Senate Bill (SB) 656 held multiple objectives, including that the Virginia Department of Education develop model policies, that each local school board adopt those policies, and then that parents receive notification of any instructional material including sexually explicit content.

The policies were to include information, guidance, procedures, and standards related to notifying parents, as well as directly identify the specific instructional material and sexually explicit subjects. Parents then had the option to review the instructional material and provide, as an alternative, non-explicit instructional material and related academic activities to any student with a parental request. 

The bill also noted that while school board policies had to remain consistent, they could be more comprehensive than the state’s model policies. That meant that there were two options: a school board could adopt the base policies put in place by the Virginia Department of Education or they could expand on those policies, adding their own local spin to them.

The debate surrounding SB 656 didn’t end when Youngkin signed the legislation into law. One of the issues was that there was no definition of what “sexually explicit content” included. Under current Virginia law, the definition for sexual conduct includes “masturbation, homosexuality, sexual intercourse, or physical contact in an act of apparent sexual stimulation or gratification.”

The gray area — whether intentional or unintentional — had some groups speaking out against the lack of clarity, with the ACLU of Virginia expressing that the bill’s “true intent and impact is classroom censorship.”
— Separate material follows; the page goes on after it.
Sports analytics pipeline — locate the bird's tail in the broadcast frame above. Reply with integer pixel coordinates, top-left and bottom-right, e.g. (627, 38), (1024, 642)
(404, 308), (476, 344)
A press release by the ACLU of Virginia in April noted in part: “‘Sexually explicit’ is a vague and overly broad term that could be used to exclude important reading materials like Beloved by Toni Morrison or Romeo and Juliet by Shakespeare. The law could allow a scene or a paragraph to be taken out of context and used by some as a reason to label the book ‘sexually explicit,’ without considering the full context or the lessons students can learn. ‘Sexually explicit content,’ as defined in the Virginia code, can include everything from teaching LGBTQ+ history to excluding the discussion of LGBTQ+ families in family life classes.” 

The model guidelines received their first round of updates in July in an 11-page draft document. However, there is currently no agenda item explicitly exploring either sexual orientation or gender identity policies set for the regularly scheduled Aug. 17 Virginia Board of Education meeting.